Un tema chiave del sonetto è il “ravvedimento” del poeta: per tutto il testo Petrarca si sforza di dare di sé l’immagine di un uomo maturo, molto diverso dal giovane debole e innamorato che, a suo tempo, ha composto i versi contenuti nell’opera.

L’aspetto centrale della maturazione che Petrarca si attribuisce, è l’aver raggiunto la consapevolezza dell’inconsistenza delle passioni umane e della vanità di tutto ciò che è terreno. Per mettere in risalto questi temi, Petrarca si riferisce all’amore ricorrendo ripetutamente a termini “negativi”, afferenti al campo semantico della “vanità”; e per mettere in evidenza questi termini, li colloca per lo più in posizione forte (in rima, in fine di strofa, ecc.), e li sottolinea per mezzo degli ornamenti retorici.

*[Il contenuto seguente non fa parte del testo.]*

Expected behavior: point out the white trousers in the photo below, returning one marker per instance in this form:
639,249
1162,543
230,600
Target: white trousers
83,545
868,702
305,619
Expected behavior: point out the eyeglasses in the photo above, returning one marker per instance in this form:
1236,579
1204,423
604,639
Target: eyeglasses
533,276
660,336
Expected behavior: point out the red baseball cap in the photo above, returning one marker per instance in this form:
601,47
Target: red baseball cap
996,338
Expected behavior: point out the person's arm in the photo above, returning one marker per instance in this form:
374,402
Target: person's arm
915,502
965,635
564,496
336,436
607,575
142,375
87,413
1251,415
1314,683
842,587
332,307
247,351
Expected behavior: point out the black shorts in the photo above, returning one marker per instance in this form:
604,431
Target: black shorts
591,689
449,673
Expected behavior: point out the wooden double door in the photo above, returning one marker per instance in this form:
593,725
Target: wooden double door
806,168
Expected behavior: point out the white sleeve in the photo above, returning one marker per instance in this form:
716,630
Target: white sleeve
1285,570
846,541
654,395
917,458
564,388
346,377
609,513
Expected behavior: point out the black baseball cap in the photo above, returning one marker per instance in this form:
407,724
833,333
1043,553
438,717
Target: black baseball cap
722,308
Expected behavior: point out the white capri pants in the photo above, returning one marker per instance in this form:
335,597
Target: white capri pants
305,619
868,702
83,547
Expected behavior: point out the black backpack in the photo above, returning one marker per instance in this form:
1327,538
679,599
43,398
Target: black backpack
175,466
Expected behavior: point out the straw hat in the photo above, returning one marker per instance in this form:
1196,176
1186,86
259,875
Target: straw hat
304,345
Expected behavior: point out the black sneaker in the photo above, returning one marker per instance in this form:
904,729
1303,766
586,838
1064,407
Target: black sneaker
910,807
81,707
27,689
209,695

Le espressioni appartenenti al campo semantico della vanità che Petrarca usa, sono:

errore > VERSI 2 – 3

collocato in posizione forte di rima, e significativamente rimato 
con core.

vane speranze e van dolore > VERSO 6

sottolineati dal parallelismo e dall’anafora di van.

– vaneggiar > VERSO 12

in allitterazione con vergogna.

sogno > VERSO 14

collocato in posizione forte (finale assoluta e di rima), 
e significativamente rimato con vergogno.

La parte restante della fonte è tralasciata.